The Daily Observer London Desk: Reporter- Victoria Smith
Nearly one in three people are spending savings or pensions sooner than planned to keep up with household bills, new research suggests.
More than half of adults of all ages say the rising cost of living is their most pressing financial worry, followed by running out of money and not saving enough for old age.
Two out of five said money is the issue most affecting their mental health, and one in three experienced a negative shock to their finances over the past three years, according to an annual pension survey by Interactive Investor.
More than half of adults say the rising cost of living is their most pressing financial worry
The research, which saw 9,000 people questioned about their finances, was published after official data showing the inflation rate remained at 6.7 per cent for the second month in a row.

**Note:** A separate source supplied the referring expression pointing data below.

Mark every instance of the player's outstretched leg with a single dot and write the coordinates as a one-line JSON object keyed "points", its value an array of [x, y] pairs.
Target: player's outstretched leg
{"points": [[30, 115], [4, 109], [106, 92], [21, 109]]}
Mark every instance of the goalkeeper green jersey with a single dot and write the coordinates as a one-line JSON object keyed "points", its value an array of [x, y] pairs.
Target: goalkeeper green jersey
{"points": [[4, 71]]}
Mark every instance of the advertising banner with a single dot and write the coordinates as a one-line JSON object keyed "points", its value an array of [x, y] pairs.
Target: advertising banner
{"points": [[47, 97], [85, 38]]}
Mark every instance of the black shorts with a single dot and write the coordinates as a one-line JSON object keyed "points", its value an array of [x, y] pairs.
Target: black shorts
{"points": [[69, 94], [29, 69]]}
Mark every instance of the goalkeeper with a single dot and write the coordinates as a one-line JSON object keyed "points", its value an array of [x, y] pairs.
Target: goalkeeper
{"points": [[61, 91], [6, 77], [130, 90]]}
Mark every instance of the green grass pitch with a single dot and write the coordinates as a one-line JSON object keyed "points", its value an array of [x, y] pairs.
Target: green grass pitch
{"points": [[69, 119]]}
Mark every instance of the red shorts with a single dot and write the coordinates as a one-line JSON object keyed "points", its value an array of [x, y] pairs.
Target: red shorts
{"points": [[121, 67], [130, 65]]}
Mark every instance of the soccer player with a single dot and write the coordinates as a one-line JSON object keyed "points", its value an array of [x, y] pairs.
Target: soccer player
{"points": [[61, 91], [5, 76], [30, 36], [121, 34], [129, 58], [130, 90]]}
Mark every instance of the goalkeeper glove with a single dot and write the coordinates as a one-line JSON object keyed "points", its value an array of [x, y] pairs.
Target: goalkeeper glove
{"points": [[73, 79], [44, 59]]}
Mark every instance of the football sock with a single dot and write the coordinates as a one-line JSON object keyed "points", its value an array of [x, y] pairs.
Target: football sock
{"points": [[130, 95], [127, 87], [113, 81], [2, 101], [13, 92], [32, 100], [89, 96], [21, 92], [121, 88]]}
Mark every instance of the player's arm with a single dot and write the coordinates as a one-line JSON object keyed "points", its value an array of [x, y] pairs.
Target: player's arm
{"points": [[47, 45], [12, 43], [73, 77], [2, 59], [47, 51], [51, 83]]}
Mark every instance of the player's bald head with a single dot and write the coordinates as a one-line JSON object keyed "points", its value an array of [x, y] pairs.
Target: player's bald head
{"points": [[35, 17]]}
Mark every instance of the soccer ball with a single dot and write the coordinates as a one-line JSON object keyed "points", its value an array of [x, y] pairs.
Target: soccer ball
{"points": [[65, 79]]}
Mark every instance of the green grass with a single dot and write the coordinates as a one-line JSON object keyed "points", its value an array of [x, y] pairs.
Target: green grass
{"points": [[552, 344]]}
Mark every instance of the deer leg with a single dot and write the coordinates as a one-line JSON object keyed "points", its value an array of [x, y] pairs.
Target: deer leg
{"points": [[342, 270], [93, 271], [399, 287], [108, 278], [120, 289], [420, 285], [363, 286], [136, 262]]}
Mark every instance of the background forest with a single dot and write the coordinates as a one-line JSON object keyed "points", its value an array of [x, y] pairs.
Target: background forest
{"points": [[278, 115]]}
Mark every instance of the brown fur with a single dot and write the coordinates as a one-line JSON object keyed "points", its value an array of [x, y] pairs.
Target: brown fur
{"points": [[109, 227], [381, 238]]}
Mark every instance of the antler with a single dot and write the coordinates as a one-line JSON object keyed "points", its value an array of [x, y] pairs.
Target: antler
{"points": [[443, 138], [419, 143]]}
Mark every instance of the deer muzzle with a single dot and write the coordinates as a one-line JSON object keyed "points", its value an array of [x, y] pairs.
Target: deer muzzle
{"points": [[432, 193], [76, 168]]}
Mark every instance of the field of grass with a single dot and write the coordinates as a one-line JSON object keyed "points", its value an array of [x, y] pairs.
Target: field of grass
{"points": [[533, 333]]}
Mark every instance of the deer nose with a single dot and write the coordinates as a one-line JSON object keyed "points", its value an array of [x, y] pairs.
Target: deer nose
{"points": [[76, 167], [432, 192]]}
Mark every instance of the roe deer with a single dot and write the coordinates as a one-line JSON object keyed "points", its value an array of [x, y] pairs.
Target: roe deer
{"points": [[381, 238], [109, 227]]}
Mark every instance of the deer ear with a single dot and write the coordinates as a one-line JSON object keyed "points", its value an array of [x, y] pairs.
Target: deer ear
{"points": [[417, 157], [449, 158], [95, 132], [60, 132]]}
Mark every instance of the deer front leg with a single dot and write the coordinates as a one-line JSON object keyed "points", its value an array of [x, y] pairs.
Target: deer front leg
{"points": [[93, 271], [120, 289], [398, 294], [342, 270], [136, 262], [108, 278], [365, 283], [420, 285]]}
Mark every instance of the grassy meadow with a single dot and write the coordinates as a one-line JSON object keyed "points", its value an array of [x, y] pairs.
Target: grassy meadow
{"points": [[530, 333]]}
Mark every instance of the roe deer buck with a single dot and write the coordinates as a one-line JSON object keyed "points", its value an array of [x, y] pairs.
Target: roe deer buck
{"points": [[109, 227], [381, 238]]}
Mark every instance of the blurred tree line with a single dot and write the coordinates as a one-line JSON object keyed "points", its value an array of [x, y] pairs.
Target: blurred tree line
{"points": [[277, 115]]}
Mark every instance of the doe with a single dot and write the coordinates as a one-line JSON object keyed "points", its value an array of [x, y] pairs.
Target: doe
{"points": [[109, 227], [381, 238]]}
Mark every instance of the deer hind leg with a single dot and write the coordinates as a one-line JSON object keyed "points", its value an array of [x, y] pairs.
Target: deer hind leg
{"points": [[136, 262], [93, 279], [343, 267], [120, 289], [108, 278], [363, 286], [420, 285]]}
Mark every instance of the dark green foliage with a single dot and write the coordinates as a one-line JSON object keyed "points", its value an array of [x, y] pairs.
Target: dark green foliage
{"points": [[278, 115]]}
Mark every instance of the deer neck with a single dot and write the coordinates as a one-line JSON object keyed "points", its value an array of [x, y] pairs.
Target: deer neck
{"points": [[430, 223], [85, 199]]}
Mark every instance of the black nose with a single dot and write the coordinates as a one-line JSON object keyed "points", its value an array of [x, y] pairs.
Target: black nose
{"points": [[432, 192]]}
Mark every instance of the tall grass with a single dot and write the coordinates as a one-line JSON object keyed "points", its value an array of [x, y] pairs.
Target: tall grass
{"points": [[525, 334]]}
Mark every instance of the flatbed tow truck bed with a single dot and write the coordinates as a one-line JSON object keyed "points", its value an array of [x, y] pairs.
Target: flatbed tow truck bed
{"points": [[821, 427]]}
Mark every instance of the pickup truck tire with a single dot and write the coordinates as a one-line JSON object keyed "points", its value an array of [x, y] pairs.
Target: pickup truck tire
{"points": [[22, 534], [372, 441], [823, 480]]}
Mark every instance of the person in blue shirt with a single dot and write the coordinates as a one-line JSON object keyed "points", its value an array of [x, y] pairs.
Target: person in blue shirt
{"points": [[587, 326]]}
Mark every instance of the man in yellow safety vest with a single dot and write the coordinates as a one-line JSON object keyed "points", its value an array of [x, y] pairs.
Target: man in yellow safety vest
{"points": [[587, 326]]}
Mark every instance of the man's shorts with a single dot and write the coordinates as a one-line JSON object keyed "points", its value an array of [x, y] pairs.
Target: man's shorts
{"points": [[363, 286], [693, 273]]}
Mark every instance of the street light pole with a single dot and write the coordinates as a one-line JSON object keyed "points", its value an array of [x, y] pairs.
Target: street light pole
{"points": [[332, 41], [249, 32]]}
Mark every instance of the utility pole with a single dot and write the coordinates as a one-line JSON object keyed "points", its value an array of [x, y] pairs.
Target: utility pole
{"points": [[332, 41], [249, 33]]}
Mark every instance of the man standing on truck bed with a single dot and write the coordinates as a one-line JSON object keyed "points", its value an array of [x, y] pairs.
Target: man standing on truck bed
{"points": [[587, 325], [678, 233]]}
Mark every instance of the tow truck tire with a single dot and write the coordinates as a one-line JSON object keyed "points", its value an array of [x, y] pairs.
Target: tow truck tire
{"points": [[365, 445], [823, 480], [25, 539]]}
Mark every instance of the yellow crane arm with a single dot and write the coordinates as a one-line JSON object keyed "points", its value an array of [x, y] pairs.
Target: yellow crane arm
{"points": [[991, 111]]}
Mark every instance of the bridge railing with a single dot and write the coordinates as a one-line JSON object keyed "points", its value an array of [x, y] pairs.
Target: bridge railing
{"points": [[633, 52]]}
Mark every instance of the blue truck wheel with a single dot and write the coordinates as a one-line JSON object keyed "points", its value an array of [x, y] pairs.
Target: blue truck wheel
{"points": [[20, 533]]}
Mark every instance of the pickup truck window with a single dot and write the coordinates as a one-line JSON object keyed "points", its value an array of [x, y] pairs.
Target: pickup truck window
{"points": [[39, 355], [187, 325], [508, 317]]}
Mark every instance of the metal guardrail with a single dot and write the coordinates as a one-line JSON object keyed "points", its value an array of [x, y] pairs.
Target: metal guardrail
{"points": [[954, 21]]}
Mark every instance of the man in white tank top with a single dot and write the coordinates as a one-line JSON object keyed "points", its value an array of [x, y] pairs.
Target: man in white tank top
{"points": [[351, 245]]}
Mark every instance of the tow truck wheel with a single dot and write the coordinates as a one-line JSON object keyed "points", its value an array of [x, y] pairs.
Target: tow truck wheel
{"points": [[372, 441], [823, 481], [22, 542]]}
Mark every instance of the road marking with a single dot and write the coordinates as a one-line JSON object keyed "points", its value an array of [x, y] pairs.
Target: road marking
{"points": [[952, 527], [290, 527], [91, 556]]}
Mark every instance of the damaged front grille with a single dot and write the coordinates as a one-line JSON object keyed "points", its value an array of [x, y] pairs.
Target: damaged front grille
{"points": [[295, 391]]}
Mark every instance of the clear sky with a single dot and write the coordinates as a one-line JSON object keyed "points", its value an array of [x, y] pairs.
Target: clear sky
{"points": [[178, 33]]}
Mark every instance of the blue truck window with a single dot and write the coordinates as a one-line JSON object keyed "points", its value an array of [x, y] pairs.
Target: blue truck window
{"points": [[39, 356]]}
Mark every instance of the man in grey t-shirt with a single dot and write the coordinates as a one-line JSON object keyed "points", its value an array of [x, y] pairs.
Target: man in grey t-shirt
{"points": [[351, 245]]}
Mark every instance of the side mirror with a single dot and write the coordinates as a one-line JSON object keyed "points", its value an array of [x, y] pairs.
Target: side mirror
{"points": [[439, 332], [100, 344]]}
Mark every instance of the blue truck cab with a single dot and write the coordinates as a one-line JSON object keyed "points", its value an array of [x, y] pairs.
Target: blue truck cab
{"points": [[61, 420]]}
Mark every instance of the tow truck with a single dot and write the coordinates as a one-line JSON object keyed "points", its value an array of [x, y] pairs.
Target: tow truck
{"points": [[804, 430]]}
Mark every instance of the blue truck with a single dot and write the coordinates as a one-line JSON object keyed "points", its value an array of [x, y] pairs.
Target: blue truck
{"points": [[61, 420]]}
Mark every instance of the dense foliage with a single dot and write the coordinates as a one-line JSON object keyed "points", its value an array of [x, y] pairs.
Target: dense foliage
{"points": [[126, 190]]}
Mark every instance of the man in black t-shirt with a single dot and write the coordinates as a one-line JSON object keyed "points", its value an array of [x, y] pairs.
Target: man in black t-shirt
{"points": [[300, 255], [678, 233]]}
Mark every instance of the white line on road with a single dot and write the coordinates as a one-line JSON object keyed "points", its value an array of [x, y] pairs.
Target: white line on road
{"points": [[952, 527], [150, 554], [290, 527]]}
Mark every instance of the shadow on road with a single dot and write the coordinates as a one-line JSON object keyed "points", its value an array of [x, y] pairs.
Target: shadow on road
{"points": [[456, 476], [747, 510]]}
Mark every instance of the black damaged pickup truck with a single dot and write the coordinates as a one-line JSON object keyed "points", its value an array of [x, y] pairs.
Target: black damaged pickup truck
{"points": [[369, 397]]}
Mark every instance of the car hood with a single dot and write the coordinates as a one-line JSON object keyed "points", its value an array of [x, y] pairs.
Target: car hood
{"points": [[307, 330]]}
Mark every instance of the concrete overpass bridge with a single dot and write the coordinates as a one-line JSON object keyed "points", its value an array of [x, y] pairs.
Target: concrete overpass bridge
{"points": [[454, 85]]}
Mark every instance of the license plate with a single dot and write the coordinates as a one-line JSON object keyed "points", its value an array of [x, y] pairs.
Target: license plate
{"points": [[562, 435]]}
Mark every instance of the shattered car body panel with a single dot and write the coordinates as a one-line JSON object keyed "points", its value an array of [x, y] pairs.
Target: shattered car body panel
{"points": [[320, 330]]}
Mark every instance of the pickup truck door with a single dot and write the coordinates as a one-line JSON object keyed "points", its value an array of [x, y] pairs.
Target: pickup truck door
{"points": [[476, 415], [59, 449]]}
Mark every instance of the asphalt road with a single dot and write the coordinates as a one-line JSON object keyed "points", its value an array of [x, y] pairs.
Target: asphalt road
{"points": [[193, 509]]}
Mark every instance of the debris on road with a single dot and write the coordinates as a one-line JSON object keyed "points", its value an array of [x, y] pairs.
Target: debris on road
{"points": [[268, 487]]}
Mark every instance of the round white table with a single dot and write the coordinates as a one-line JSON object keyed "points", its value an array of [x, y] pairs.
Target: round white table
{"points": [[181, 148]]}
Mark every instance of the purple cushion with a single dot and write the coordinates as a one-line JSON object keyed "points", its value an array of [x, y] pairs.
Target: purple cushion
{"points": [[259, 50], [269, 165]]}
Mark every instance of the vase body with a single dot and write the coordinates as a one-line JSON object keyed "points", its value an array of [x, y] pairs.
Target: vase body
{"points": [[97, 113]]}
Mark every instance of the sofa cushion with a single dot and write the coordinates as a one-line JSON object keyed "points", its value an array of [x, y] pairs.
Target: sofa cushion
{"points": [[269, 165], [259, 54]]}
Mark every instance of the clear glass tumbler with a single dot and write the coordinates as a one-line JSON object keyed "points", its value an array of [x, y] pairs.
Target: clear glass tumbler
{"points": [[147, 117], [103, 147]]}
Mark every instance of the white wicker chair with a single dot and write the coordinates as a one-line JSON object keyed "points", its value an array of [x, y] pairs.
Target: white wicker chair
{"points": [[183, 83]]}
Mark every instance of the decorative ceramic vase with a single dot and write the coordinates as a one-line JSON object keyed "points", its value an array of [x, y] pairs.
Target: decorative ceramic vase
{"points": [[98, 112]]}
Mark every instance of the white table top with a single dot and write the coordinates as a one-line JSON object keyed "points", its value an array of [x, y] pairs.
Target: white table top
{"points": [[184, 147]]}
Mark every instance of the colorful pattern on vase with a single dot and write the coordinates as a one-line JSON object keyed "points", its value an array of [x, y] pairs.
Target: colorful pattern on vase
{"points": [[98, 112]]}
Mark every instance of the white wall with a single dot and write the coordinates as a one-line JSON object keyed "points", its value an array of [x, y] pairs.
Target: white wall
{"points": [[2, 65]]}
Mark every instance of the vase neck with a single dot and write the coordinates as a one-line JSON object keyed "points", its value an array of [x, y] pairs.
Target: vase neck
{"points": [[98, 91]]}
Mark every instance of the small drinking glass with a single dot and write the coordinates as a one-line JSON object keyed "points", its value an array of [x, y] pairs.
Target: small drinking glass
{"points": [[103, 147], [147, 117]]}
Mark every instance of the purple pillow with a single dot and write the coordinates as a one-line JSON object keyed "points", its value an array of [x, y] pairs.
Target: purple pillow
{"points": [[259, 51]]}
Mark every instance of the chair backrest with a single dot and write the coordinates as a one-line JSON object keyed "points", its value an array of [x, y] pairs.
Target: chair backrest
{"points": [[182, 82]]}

The most common events threatening people’s finances are their own or a family member’s illness, followed by redundancy and caring responsibilities.
Interactive Investor found 58 per cent of adults aged under 66 have had to stop saving or save less, and nearly one in four would like to save more into a pension but cannot afford the extra contributions.
‘The cost-of-living crisis is undermining retirement futures. It is strangling retirement savings,’ says Alice Guy, head of pensions and savings at II.
‘It is forcing people to postpone their retirement dreams. And it is causing many savers – whether retired or not – to look anxiously at their pensions and savings, worrying if they will be enough. Most of us are being affected in some way.’
But Guy points to a couple of positive findings, saying: ‘In general, older people appear to have been less affected by the cost-of-living crisis than younger generations.
‘Most have paid off their mortgages, many have built decent retirement savings pots, and they all enjoy the benefit of the triple lock on the state pension element of their retirement income.’